A small block is released from rest at height $$H$$ on a frictionless track that includes a circular loop of radius $$R$$. What is the minimum height $$H$$ from which the block must be released to remain in contact with the track at the top of the loop?
$$R$$
$$2.5R$$
$$3R$$
$$2R$$
Explanation
To remain in contact at the top of the loop (height $$2R$$), the centripetal force must at least equal the gravitational force, so $$mg = mv_{top}^2/R$$, which gives the minimum speed $$v_{top}^2 = gR$$. By conservation of energy from the start to the top of the loop: $$mgH = mg(2R) + \frac{1}{2}mv_{top}^2$$. Substituting $$v_{top}^2$$: $$mgH = 2mgR + \frac{1}{2}mgR = 2.5mgR$$. Thus, $$H = 2.5R$$.
A ball is thrown vertically upward from the ground with an initial kinetic energy $$K_0$$. It reaches a maximum height where its gravitational potential energy is $$U_{max}$$. During its flight, it is subject to a non-zero air resistance force. Which of the following correctly relates $$K_0$$ and $$U_{max}$$?
$$K_0 < U_{max}$$
The relationship depends on the trajectory of the ball.
$$K_0 > U_{max}$$
$$K_0 = U_{max}$$
Explanation
Air resistance is a non-conservative force that does negative work on the ball as it moves upward, dissipating mechanical energy. The change in mechanical energy is equal to the work done by non-conservative forces: $$W_{nc} = E_f - E_i$$. Here, $$E_i = K_0$$ and $$E_f = U_{max}$$. Since $$W_{air} < 0$$, we have $$U_{max} - K_0 < 0$$, which implies $$K_0 > U_{max}$$.
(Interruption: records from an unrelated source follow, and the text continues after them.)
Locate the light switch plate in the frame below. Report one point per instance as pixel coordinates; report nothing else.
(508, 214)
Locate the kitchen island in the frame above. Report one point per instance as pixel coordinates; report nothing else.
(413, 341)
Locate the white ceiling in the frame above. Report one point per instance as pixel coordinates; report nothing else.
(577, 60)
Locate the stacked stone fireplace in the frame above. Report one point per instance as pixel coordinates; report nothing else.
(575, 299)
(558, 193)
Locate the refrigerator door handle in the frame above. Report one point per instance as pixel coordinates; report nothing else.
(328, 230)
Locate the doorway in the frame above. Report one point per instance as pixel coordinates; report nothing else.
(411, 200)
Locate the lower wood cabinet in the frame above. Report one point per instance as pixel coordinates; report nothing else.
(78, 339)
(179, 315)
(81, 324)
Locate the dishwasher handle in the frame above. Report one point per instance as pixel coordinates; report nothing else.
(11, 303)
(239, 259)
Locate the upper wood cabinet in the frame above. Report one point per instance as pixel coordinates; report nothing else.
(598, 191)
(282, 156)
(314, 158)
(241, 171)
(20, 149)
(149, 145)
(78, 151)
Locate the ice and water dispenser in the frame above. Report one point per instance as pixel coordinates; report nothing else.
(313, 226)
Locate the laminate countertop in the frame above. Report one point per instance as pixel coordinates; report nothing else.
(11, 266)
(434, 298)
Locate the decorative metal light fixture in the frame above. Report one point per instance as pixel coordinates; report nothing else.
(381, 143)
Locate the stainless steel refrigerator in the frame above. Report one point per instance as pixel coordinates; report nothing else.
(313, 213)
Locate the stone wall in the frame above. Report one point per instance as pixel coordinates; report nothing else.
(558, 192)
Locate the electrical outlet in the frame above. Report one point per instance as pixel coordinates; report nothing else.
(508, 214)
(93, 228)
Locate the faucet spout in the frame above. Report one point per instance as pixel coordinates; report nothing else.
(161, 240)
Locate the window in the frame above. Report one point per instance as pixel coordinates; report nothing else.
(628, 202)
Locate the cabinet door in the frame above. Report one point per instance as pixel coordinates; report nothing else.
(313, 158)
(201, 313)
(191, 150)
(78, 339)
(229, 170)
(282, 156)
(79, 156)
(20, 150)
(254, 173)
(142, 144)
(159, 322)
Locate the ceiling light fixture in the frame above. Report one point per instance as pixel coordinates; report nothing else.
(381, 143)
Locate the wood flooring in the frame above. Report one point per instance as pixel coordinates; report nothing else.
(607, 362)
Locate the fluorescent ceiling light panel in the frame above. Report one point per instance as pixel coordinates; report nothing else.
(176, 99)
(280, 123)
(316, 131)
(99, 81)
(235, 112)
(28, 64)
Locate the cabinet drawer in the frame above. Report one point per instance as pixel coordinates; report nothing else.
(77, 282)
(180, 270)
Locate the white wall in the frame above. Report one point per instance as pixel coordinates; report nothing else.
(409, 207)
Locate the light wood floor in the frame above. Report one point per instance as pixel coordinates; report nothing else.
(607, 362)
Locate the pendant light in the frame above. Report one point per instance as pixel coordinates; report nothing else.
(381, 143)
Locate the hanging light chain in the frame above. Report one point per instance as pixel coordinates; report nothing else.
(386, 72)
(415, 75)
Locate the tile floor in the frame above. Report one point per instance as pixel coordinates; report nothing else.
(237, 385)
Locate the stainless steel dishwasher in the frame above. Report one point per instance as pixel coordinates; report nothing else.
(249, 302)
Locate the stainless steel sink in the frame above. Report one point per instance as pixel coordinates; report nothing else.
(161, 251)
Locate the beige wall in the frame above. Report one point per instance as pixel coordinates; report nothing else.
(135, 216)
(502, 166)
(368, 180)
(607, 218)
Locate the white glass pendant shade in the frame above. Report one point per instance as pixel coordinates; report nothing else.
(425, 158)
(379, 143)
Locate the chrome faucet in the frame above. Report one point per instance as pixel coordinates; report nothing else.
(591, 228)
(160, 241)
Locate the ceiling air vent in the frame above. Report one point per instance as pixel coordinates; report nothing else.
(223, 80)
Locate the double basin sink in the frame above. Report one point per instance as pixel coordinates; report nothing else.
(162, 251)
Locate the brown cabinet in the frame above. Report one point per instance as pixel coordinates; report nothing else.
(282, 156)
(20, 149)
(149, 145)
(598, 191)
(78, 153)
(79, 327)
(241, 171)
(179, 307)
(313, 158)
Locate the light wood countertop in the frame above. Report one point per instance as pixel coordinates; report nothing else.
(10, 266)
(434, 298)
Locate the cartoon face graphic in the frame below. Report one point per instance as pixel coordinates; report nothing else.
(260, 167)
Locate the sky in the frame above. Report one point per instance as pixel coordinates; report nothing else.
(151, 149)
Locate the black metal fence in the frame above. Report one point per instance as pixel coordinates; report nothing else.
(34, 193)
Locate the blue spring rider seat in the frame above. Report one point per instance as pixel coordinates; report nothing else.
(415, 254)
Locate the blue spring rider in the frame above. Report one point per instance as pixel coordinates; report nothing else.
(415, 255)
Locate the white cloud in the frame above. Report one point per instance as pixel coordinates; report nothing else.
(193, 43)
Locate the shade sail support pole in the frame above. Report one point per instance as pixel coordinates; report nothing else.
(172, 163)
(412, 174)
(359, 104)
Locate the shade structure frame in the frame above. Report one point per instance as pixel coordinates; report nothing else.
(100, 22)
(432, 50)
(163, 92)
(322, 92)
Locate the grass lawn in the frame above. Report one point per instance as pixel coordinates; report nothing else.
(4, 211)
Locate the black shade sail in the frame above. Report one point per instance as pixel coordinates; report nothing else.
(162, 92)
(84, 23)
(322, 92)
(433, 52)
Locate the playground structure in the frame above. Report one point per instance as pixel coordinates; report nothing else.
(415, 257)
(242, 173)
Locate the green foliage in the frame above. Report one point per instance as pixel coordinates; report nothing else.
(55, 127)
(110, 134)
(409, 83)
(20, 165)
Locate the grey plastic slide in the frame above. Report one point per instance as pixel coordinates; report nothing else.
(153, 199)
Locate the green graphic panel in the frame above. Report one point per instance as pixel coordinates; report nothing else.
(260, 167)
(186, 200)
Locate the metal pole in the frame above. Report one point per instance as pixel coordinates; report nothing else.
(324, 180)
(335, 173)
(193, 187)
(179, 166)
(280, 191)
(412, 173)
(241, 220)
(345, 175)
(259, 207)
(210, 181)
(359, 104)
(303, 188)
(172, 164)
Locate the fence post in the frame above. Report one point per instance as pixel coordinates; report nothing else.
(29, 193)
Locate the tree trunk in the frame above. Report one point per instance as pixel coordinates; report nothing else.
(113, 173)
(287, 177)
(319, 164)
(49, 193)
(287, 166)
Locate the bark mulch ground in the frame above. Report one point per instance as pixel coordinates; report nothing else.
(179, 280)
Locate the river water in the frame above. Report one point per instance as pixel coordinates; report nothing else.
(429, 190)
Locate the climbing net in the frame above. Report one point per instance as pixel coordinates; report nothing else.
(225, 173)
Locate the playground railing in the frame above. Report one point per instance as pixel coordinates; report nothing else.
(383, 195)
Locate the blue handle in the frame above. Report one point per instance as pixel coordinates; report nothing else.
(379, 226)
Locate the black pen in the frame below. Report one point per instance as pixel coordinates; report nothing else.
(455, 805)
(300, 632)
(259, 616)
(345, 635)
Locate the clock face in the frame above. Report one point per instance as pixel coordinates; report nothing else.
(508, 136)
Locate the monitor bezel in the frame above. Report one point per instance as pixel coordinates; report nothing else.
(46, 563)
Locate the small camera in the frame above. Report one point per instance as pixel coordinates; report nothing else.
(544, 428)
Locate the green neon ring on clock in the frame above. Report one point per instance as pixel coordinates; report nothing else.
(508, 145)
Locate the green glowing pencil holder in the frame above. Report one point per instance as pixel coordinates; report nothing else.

A bullet of mass $$m$$ and speed $$v$$ strikes a block of mass $$M$$ ($$M > m$$), which is suspended by a light string of length $$L$$. The bullet embeds itself in the block. Which expression represents the maximum height $$h$$ to which the block-bullet system swings?
$$\frac{m v^2}{2g M}$$
$$\frac{m^2 v^2}{2g(M+m)^2}$$
$$\frac{v^2}{2g}$$
$$\frac{(M+m)v^2}{2g m^2}$$
Explanation
First, use conservation of momentum for the perfectly inelastic collision: $$mv = (M+m)V$$, where $$V$$ is the speed just after impact. So $$V = \frac{mv}{M+m}$$. Then, use conservation of mechanical energy for the swing: $$\frac{1}{2}(M+m)V^2 = (M+m)gh$$. Solving for $$h$$ gives $$h = \frac{V^2}{2g}$$. Substituting the expression for $$V$$ gives $$h = \frac{1}{2g} (\frac{mv}{M+m})^2 = \frac{m^2 v^2}{2g(M+m)^2}$$.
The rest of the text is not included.